The college Class of 2011 might expect more in life than simply to be known as “the most indebted ever“:
22,900: Average student debt of newly minted college graduates
The Class of 2011 will graduate this spring from America’s colleges and universities with a dubious distinction: the most indebted ever.
Even as the average U.S. household pares down its debts, the new degree-holders who represent the country’s best hope for future prosperity are headed in the opposite direction. With tuition rising at an annual rate of about 5% and cash-strapped parents less able to help, the mean student-debt burden at graduation will reach nearly $18,000 this year, estimates Mark Kantrowitz, publisher of student-aid websites Fastweb.com and FinAid.org. Together with loans parents take on to finance their children’s college educations — loans that the students often pay themselves – the estimate comes to about $22,900. That’s 8% more than last year and, in inflation-adjusted terms, 47% more than a decade ago.
In the long run, the investment is probably worth it. Education is a much better reason to borrow money than buying cars or McMansions, and it endows people with economic advantages that the recession and slow recovery have only accentuated. As of 2009, the annual pre-tax income of households headed by people with at least a college degree exceeded that of less-educated households by 101%, up from 91% in 2006. As of April, the unemployment rate among college graduates stood at 4.5%, compared to 9.7% for those with only a high-school diploma and 14.6% for those who never finished high school.
I am intrigued by the McMansion comparison here as it is used to illustrate the foolishness of overspending on a big or expensive house versus the possible “good debt” of college loans.

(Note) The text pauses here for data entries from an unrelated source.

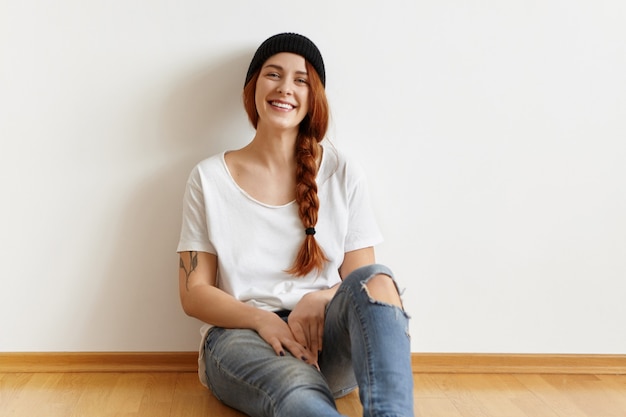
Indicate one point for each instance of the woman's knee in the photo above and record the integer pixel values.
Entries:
(383, 288)
(378, 282)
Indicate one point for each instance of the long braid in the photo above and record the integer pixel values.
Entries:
(311, 132)
(310, 255)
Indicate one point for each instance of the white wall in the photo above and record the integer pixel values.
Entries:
(493, 134)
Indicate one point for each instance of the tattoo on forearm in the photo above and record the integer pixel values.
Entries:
(193, 263)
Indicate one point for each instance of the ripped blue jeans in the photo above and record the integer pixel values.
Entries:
(366, 344)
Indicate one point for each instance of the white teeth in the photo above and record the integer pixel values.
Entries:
(282, 105)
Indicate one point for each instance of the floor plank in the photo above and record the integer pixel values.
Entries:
(436, 395)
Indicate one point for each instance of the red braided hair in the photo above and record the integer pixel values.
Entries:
(311, 132)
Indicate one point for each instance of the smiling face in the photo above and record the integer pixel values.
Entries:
(282, 92)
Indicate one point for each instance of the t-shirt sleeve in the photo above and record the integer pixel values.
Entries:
(194, 235)
(363, 229)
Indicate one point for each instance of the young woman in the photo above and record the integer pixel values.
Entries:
(276, 257)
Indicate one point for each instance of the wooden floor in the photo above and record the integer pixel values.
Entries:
(436, 395)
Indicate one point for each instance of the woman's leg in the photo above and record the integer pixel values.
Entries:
(244, 372)
(367, 329)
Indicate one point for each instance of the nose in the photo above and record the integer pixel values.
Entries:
(284, 87)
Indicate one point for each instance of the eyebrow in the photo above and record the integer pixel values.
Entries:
(278, 67)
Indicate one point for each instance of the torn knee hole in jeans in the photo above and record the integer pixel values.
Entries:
(375, 300)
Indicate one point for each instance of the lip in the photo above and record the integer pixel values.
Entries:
(282, 105)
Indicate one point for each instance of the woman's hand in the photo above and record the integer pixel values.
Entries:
(279, 336)
(306, 321)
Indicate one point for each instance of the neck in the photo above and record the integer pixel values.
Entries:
(274, 147)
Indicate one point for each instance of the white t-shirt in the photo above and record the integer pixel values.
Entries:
(256, 242)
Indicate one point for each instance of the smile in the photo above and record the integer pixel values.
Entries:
(282, 105)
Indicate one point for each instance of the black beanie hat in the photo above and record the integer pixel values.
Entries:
(288, 42)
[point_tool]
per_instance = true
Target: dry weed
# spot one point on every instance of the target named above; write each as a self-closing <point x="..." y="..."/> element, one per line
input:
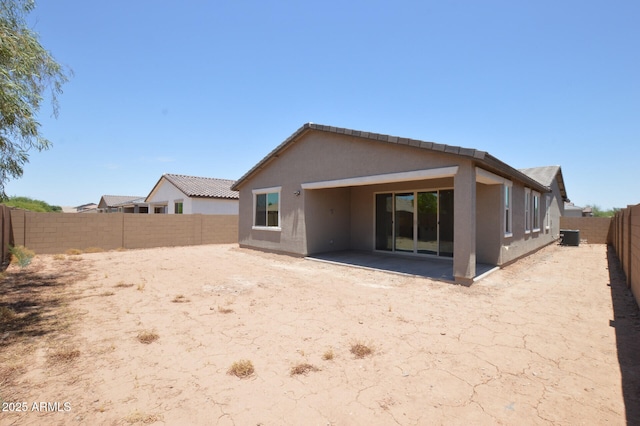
<point x="361" y="350"/>
<point x="64" y="354"/>
<point x="147" y="337"/>
<point x="303" y="368"/>
<point x="94" y="250"/>
<point x="180" y="298"/>
<point x="242" y="369"/>
<point x="6" y="314"/>
<point x="328" y="355"/>
<point x="139" y="417"/>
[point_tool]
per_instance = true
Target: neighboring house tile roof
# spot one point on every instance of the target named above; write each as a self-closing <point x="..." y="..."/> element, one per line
<point x="481" y="157"/>
<point x="545" y="175"/>
<point x="139" y="200"/>
<point x="200" y="187"/>
<point x="114" y="200"/>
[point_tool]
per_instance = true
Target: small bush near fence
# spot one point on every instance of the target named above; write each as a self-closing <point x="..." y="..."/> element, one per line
<point x="21" y="255"/>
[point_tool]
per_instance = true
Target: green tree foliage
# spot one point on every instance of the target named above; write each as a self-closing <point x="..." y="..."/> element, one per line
<point x="27" y="73"/>
<point x="30" y="204"/>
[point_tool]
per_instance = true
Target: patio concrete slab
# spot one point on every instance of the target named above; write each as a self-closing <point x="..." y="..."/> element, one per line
<point x="427" y="267"/>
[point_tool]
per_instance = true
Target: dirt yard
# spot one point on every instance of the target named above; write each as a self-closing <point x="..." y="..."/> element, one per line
<point x="151" y="336"/>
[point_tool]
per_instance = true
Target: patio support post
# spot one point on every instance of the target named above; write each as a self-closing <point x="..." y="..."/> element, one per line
<point x="464" y="231"/>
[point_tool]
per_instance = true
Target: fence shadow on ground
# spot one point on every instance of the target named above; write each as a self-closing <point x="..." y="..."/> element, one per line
<point x="627" y="326"/>
<point x="31" y="305"/>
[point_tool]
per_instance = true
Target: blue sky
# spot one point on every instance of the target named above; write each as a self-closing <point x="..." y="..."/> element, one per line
<point x="209" y="88"/>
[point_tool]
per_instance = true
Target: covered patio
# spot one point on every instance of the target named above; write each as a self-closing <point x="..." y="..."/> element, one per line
<point x="419" y="266"/>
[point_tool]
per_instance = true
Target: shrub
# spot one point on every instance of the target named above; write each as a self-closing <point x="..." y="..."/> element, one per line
<point x="21" y="255"/>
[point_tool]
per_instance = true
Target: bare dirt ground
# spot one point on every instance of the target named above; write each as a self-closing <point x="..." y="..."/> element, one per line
<point x="534" y="343"/>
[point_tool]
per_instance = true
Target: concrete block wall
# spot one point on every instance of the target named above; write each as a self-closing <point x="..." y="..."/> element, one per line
<point x="626" y="242"/>
<point x="49" y="233"/>
<point x="593" y="230"/>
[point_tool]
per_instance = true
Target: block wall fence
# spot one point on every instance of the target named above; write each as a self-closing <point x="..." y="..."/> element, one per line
<point x="626" y="243"/>
<point x="593" y="230"/>
<point x="51" y="233"/>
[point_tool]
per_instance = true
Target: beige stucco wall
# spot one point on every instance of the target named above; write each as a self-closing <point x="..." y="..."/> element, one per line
<point x="320" y="220"/>
<point x="521" y="242"/>
<point x="318" y="157"/>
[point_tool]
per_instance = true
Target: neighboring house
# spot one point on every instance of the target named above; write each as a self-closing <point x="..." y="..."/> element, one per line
<point x="87" y="208"/>
<point x="328" y="189"/>
<point x="571" y="210"/>
<point x="137" y="205"/>
<point x="180" y="194"/>
<point x="121" y="204"/>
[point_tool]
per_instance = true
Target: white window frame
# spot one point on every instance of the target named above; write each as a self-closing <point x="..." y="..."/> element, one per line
<point x="507" y="205"/>
<point x="180" y="201"/>
<point x="547" y="219"/>
<point x="527" y="210"/>
<point x="535" y="211"/>
<point x="261" y="191"/>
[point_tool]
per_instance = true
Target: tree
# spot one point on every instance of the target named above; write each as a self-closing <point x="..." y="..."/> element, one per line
<point x="27" y="72"/>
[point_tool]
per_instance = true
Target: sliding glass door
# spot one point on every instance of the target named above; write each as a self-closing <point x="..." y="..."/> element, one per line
<point x="403" y="212"/>
<point x="415" y="222"/>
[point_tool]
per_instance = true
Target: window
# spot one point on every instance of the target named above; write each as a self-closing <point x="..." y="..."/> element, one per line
<point x="536" y="211"/>
<point x="547" y="220"/>
<point x="527" y="210"/>
<point x="266" y="204"/>
<point x="508" y="214"/>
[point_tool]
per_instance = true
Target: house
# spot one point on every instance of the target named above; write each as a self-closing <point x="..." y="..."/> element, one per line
<point x="571" y="210"/>
<point x="86" y="208"/>
<point x="328" y="189"/>
<point x="121" y="204"/>
<point x="180" y="194"/>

Of course, this is all in economic terms as the education is expected to pay off down the road while McMansion purchases of the last 15 years are not expected to yield such great values in this poor housing market. (And using a car as a debt comparison seems a bit strange: a car is rarely an investment but rather a black hole for money.) But this view of a house, as an investment opportunity, is a relatively recent development.

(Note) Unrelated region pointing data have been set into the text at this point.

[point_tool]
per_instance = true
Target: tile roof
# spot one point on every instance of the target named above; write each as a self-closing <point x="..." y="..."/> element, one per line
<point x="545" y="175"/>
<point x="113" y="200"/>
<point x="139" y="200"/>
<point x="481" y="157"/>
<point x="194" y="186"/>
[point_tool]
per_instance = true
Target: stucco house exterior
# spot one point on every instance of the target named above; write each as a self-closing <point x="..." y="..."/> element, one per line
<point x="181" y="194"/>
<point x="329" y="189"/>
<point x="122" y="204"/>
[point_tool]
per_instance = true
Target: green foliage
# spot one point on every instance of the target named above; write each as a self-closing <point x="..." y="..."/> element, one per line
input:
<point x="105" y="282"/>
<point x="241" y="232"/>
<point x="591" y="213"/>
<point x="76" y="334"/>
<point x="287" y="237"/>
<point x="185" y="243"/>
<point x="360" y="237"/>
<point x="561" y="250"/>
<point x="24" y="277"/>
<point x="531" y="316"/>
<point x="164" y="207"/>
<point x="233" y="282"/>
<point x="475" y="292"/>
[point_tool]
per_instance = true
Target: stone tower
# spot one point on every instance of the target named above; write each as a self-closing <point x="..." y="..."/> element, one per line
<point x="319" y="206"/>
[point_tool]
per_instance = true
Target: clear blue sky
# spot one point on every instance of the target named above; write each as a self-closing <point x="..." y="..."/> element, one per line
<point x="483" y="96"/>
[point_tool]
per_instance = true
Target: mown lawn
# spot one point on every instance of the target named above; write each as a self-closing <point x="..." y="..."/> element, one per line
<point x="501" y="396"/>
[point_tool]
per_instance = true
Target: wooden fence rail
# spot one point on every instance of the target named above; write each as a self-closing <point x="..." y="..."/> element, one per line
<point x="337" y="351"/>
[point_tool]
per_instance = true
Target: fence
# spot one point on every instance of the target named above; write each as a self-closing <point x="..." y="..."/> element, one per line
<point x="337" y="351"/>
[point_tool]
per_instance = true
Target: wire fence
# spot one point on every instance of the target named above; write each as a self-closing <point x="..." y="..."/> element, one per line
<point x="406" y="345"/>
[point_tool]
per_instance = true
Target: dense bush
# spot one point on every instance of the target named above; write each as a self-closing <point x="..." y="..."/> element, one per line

There is something about this data that could warrant a closer look: while it appears that the average college student debt has increased, is the average really the best measure here? I would much rather see a distribution of college debt in order to better know whether this mean is heavily influenced by people with massive amounts of college debt. Here is a paragraph from a recent New York Times article regarding college loans:
Two-thirds of bachelor’s degree recipients graduated with debt in 2008, compared with less than half in 1993. Last year, graduates who took out loans left college with an average of $24,000 in debt. Default rates are rising, especially among those who attended for-profit colleges.
And here is some additional data from recent years that sheds more light on the distribution of college debt:
These figures were calculated using the data analysis system for the 2007-2008 National Postsecondary Student Aid Study (NPSAS) conducted by the National Center for Education Statistics at the US Department of Education. (For comparison, cumulative education debt statistics from the 2003-2004 NPSAS are also available.) The 2007-2008 NPSAS surveyed 114,000 undergraduate students and 14,000 graduate and professional students. These statistics are not necessarily available from published NPSAS reports.The median cumulative debt among graduating Bachelor’s degree recipients at 4-year undergraduate schools was $19,999 in 2007-08. One quarter borrowed $30,526 or more, and one tenth borrowed $44,668 or more. 9.5% of undergraduate students and 14.6% of undergraduate student borrowers graduating with a Bachelor’s degree graduated with $40,000 or more in cumulative debt in 2007-08. This compares with 6.4% and 10.0%, respectively, for Bachelor’s degree recipients graduating with $40,000 or more (2008 dollars) in cumulative debt in 2003-04.
This data provides a median that is somewhat similar to the two figures cited above. Based on these three figures and interpretations, it sounds like more college students are taking on debt rather than some students are taking on a lot more debt.